The work of Epstein in all its diversity can be studied in this exhibition. True, it has only been possible to borrow a few of his monumental carvings and large bronzes because some are in architectural or other settings from which they could not be removed, and others are in America. It is a measure of Epstein’s stature that an important part of his work is of this monumental nature.
There are several of the smaller carvings, mostly imaginative, inventive works from the Vorticist period; but it is chiefly as a modeller and especially as a portraitist that we see Epstein here in the bronze heads and busts from what can be described as his early, middle and late periods. The dual nature of Epstein’s art is thus clearly defined: he is both the carver in stone and marble, a sculptor of great vitality and integrity, and also the modeller and portraitist with an exceptional psychological insight into the character of his sitter and with great powers of dramatic expression.
‘I am interested in humanity and sculptural form’ he has said ‘and not in the abstract.’
If Epstein inherits the romanticism of the old world (he was born in 1880) he is also of this age for he came upon the scene just as the continental movements of Cubism and Futurism were launched and he subjected himself, if only temporarily, to influences which left their mark. But although he has always shown his sympathy for the work of younger men he has not since 1914 accompanied them in their explorations into the nature of more experimental sculpture but ‘has remained in the European tradition of my early training’ and has allowed his forms to evolve from natural appearances.

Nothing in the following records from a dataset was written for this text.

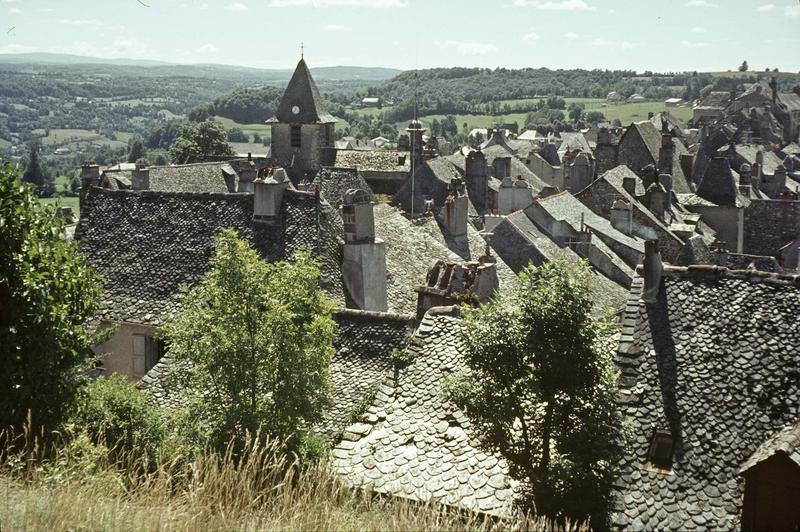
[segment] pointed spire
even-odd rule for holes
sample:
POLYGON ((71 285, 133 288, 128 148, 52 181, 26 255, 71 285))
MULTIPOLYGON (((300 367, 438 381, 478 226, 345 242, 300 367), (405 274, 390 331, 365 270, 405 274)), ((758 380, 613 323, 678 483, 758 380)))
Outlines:
POLYGON ((270 122, 283 122, 293 124, 329 124, 336 119, 325 112, 322 105, 322 96, 319 94, 317 84, 311 77, 311 72, 302 58, 286 86, 283 98, 278 106, 278 112, 270 122))

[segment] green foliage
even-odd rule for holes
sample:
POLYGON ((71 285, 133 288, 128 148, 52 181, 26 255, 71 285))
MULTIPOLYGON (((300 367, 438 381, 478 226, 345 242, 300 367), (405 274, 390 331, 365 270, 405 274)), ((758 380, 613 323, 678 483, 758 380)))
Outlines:
POLYGON ((49 198, 53 195, 53 192, 55 192, 55 182, 53 176, 47 171, 47 167, 39 157, 39 150, 41 150, 41 147, 39 141, 31 141, 28 143, 28 164, 25 166, 25 173, 22 174, 22 180, 32 184, 40 197, 49 198))
POLYGON ((0 427, 54 427, 74 407, 93 357, 86 322, 100 286, 14 168, 0 169, 0 427))
POLYGON ((299 449, 330 402, 336 322, 316 262, 303 252, 270 264, 226 230, 183 306, 165 327, 186 367, 170 380, 211 445, 260 433, 299 449))
POLYGON ((71 421, 93 441, 121 453, 140 450, 155 458, 164 440, 159 410, 124 375, 89 383, 71 421))
POLYGON ((606 524, 622 453, 607 325, 590 317, 588 269, 529 267, 519 292, 464 309, 468 373, 445 393, 522 482, 539 515, 606 524))
POLYGON ((185 164, 194 156, 234 155, 222 124, 213 120, 184 126, 169 149, 173 163, 185 164))
POLYGON ((135 163, 145 156, 144 143, 140 139, 136 139, 131 144, 131 149, 128 152, 128 162, 135 163))

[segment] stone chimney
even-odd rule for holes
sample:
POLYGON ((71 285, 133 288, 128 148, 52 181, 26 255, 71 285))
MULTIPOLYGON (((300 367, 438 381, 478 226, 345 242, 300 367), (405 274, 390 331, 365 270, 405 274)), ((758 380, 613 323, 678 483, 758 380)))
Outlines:
POLYGON ((80 200, 86 197, 91 187, 100 184, 100 167, 94 161, 86 161, 81 165, 81 194, 80 200))
POLYGON ((375 238, 373 208, 372 198, 364 190, 351 189, 344 195, 342 278, 356 307, 386 312, 386 244, 375 238))
POLYGON ((779 164, 775 168, 775 175, 773 176, 773 190, 775 191, 775 197, 780 196, 783 189, 786 188, 786 167, 783 164, 779 164))
POLYGON ((661 263, 661 253, 658 251, 658 240, 647 240, 644 243, 644 262, 642 273, 644 287, 642 288, 642 301, 655 303, 658 301, 658 292, 661 289, 661 274, 664 266, 661 263))
POLYGON ((636 197, 636 180, 638 178, 636 176, 625 176, 622 178, 622 188, 625 189, 625 192, 636 197))
POLYGON ((517 179, 506 177, 500 183, 500 189, 497 191, 497 210, 500 214, 517 212, 531 203, 533 203, 533 190, 522 176, 517 176, 517 179))
POLYGON ((492 169, 496 179, 503 179, 511 176, 511 157, 495 157, 492 161, 492 169))
POLYGON ((412 120, 406 128, 406 132, 408 132, 409 137, 412 171, 415 171, 422 165, 422 150, 424 148, 422 134, 425 133, 425 128, 419 120, 412 120))
POLYGON ((633 233, 633 205, 625 196, 617 197, 611 206, 611 225, 623 234, 633 233))
POLYGON ((263 168, 253 182, 253 220, 271 222, 281 212, 283 193, 290 181, 283 168, 263 168))
POLYGON ((450 181, 450 194, 444 201, 444 225, 451 236, 465 236, 467 234, 467 217, 469 199, 464 194, 461 179, 454 177, 450 181))
POLYGON ((239 186, 237 192, 253 192, 253 182, 256 180, 257 174, 256 164, 252 161, 248 153, 247 162, 239 167, 239 186))
POLYGON ((480 148, 469 152, 466 162, 467 194, 472 204, 479 213, 488 210, 487 196, 489 194, 489 167, 486 165, 486 155, 480 148))
POLYGON ((437 260, 428 268, 425 285, 416 289, 417 318, 422 319, 432 307, 486 303, 499 286, 491 255, 481 257, 480 262, 463 264, 437 260))
POLYGON ((150 189, 150 169, 146 165, 136 163, 136 168, 131 174, 131 188, 133 190, 150 189))
POLYGON ((566 177, 564 188, 570 192, 580 192, 588 187, 594 177, 594 159, 586 153, 578 153, 567 168, 566 177))
POLYGON ((750 196, 752 186, 752 176, 750 175, 751 168, 747 163, 739 167, 739 193, 744 196, 750 196))
POLYGON ((667 210, 667 191, 664 190, 661 183, 652 183, 647 187, 645 202, 653 214, 659 218, 664 218, 664 213, 667 210))

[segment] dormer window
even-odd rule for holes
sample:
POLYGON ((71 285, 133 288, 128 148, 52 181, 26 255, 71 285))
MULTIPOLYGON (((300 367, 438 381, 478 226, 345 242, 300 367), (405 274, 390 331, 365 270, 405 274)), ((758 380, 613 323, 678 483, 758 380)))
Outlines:
POLYGON ((656 430, 653 439, 650 440, 648 461, 659 469, 671 469, 674 449, 675 439, 672 437, 672 433, 664 429, 656 430))
POLYGON ((303 138, 301 126, 292 126, 291 137, 292 148, 300 148, 303 138))

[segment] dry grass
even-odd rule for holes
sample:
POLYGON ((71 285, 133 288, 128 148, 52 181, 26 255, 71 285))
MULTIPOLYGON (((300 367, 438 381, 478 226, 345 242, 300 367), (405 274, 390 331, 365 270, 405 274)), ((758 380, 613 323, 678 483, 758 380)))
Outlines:
POLYGON ((275 444, 251 444, 240 459, 205 453, 148 465, 133 453, 110 463, 107 450, 85 437, 66 441, 50 453, 33 439, 13 452, 0 446, 0 530, 548 528, 352 490, 324 463, 302 471, 287 463, 275 444))

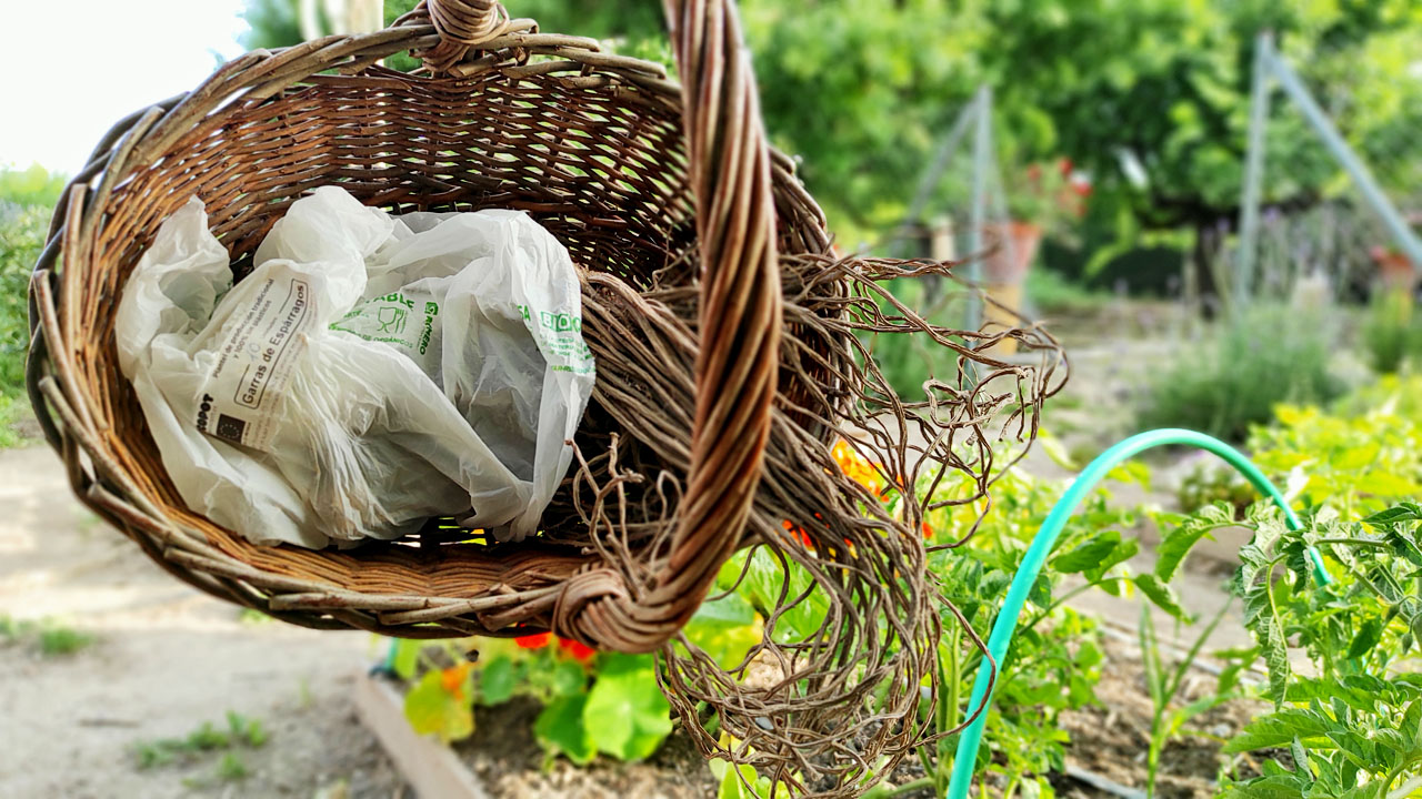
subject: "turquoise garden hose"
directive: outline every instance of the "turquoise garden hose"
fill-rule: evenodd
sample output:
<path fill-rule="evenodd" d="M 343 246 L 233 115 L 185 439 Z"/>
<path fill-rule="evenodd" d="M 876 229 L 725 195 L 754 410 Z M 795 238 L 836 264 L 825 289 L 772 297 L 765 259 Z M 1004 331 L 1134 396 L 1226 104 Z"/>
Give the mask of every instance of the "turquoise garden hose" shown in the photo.
<path fill-rule="evenodd" d="M 1012 577 L 1012 584 L 1007 591 L 1007 600 L 1003 603 L 1003 610 L 998 611 L 997 621 L 993 624 L 993 636 L 987 643 L 988 654 L 993 658 L 991 663 L 1003 663 L 1007 657 L 1007 650 L 1012 644 L 1012 634 L 1017 631 L 1017 617 L 1022 613 L 1022 604 L 1027 603 L 1027 594 L 1031 591 L 1032 584 L 1037 583 L 1037 576 L 1047 563 L 1047 557 L 1052 553 L 1052 547 L 1057 546 L 1057 537 L 1061 535 L 1062 527 L 1066 526 L 1066 519 L 1069 519 L 1076 510 L 1081 500 L 1086 498 L 1086 493 L 1091 492 L 1098 482 L 1101 482 L 1101 478 L 1106 476 L 1106 473 L 1111 472 L 1111 469 L 1115 469 L 1121 462 L 1153 446 L 1172 444 L 1196 446 L 1204 449 L 1206 452 L 1219 455 L 1230 466 L 1234 466 L 1241 475 L 1244 475 L 1244 478 L 1249 479 L 1249 482 L 1258 489 L 1260 493 L 1267 495 L 1276 505 L 1278 505 L 1278 508 L 1284 512 L 1284 520 L 1288 525 L 1288 529 L 1297 530 L 1301 527 L 1298 516 L 1295 516 L 1288 508 L 1288 502 L 1284 499 L 1284 495 L 1274 488 L 1274 483 L 1271 483 L 1268 478 L 1266 478 L 1264 473 L 1254 466 L 1254 463 L 1250 463 L 1244 455 L 1223 441 L 1187 429 L 1153 429 L 1133 435 L 1102 452 L 1095 461 L 1092 461 L 1091 465 L 1082 471 L 1081 476 L 1071 483 L 1066 493 L 1052 508 L 1052 512 L 1047 515 L 1047 520 L 1042 522 L 1042 529 L 1038 530 L 1037 537 L 1032 540 L 1032 546 L 1022 557 L 1022 564 L 1018 567 L 1017 576 Z M 1314 580 L 1321 586 L 1327 586 L 1330 583 L 1330 577 L 1318 552 L 1310 549 L 1308 557 L 1314 566 Z M 987 705 L 984 702 L 991 701 L 990 687 L 994 680 L 993 671 L 993 667 L 984 661 L 983 665 L 978 667 L 977 680 L 973 682 L 973 698 L 968 701 L 968 707 L 983 707 L 983 712 L 978 714 L 973 724 L 963 731 L 963 736 L 958 739 L 958 751 L 953 758 L 953 776 L 948 782 L 947 799 L 967 799 L 968 786 L 973 785 L 973 763 L 977 761 L 978 746 L 983 742 L 983 728 L 987 725 Z"/>

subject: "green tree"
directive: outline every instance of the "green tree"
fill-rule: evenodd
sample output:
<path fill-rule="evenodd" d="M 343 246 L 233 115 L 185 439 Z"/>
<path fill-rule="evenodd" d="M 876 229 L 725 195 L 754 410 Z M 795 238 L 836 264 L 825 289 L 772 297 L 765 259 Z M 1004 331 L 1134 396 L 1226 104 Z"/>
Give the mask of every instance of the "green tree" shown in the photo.
<path fill-rule="evenodd" d="M 253 0 L 269 41 L 286 18 Z M 394 18 L 412 0 L 387 0 Z M 1005 168 L 1069 156 L 1095 178 L 1091 223 L 1105 237 L 1194 229 L 1236 216 L 1249 124 L 1254 36 L 1274 30 L 1364 158 L 1422 171 L 1422 6 L 1411 0 L 744 0 L 762 108 L 774 141 L 842 236 L 890 229 L 929 154 L 980 82 L 997 94 Z M 660 6 L 510 0 L 545 30 L 663 54 Z M 1317 202 L 1340 172 L 1301 127 L 1276 114 L 1266 199 Z M 1399 154 L 1408 158 L 1399 158 Z M 1143 178 L 1143 179 L 1142 179 Z M 951 185 L 943 192 L 960 191 Z M 940 198 L 946 199 L 944 198 Z M 1101 243 L 1099 236 L 1094 243 Z"/>

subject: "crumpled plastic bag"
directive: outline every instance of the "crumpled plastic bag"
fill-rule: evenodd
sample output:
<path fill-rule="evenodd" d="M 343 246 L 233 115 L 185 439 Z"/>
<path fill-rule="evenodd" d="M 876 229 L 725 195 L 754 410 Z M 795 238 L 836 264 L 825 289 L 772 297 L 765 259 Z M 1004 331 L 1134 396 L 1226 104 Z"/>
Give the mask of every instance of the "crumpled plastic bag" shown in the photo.
<path fill-rule="evenodd" d="M 444 515 L 522 539 L 594 380 L 572 259 L 529 216 L 395 218 L 334 186 L 292 205 L 236 286 L 189 200 L 115 336 L 183 500 L 257 543 L 350 546 Z"/>

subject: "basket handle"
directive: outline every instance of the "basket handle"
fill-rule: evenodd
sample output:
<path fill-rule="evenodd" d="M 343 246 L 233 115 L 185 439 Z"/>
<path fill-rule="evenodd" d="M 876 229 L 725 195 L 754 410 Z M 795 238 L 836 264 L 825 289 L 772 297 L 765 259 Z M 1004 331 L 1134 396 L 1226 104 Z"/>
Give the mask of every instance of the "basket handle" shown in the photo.
<path fill-rule="evenodd" d="M 735 552 L 779 370 L 771 155 L 735 1 L 663 1 L 681 71 L 702 269 L 691 466 L 670 556 L 648 589 L 629 596 L 620 572 L 596 569 L 565 586 L 555 611 L 555 627 L 629 653 L 653 651 L 685 626 Z"/>
<path fill-rule="evenodd" d="M 428 17 L 439 34 L 439 44 L 417 53 L 434 73 L 447 73 L 485 41 L 509 27 L 509 13 L 498 0 L 421 0 L 401 18 Z"/>

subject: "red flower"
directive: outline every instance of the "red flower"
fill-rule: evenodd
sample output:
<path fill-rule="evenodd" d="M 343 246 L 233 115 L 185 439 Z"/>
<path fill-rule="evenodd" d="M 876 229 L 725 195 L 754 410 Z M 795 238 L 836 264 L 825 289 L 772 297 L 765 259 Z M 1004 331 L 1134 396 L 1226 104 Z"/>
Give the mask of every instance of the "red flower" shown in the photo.
<path fill-rule="evenodd" d="M 587 644 L 582 641 L 574 641 L 572 638 L 559 638 L 557 648 L 563 650 L 577 663 L 587 663 L 593 660 L 594 654 L 597 654 L 597 650 L 594 650 L 593 647 L 589 647 Z"/>
<path fill-rule="evenodd" d="M 535 633 L 532 636 L 519 636 L 518 638 L 513 638 L 513 643 L 518 644 L 520 650 L 542 650 L 553 643 L 553 634 Z"/>

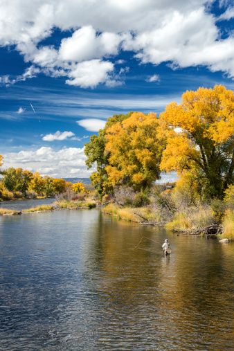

Epstein has produced these monumental carvings on and off, usually for his own satisfaction, ever since he received his first major commission in 1907 (that is when he was only twenty-seven) for eighteen over-life-size figures on the British Medical Association’s building in the Strand.
Epstein, no less than Picasso or Derain or Modigliani or Moore, has drawn inspiration from the art of other civilisations in the ethnographical departments of museums here and abroad. This fertilising influence was successfully assimilated in the very important group of smaller carvings which, there is little doubt, will be regarded by posterity as the most significant British sculpture of the century in the years before the First World War. Epstein himself regards them as the result of the influence of primitive art.
These works were done in the period of two years, from 1912 to 1914, during which he concentrated on carving and did not make any portraits. He had met Picasso, Brancusi and Modigliani in Paris: the stimulus of these fresh contacts in Paris was rein forced by his friendship with the philosopher T.E. Hulme and with the members of the Vorticist movement under the leadership of Wyndham Lewis, editor and chief contributor to Blast, the movement’s journal. Two of Epstein’s drawings were reproduced in the first issue but he was not among the signatories of the manifesto which appears in this number.
During this productive and experimental phase he carved the marble Mother and Child and he produced the poignant plaster Cursed be the day wherein I was born in which the influence of Negro sculpture is clearly seen. He also began the not able Venus which is the most ambitious work of this period and sculpturally one of the most satisfying.
With the outbreak of war and the disintegration of the Vorticist movement Epstein turned again to portraiture. Before the war there had been a small number of bronzes which at the distance of nearly half a century assert themselves with ever greater authority. Even if they reflect the sculptor’s admiration for Rodin, they have with their smooth surfaces and the spareness of the forms an emergent personal style, an assurance and a fine sense of design which proclaim themselves in such works as Nan, the first version of Euphemia Lamb and the Irish Girl.
'It takes courage to remain a sculptor’ Epstein once wrote. This exhibition is a triumphant vindication of his own courage in the face of unjustifiable hostility and stupid prejudice.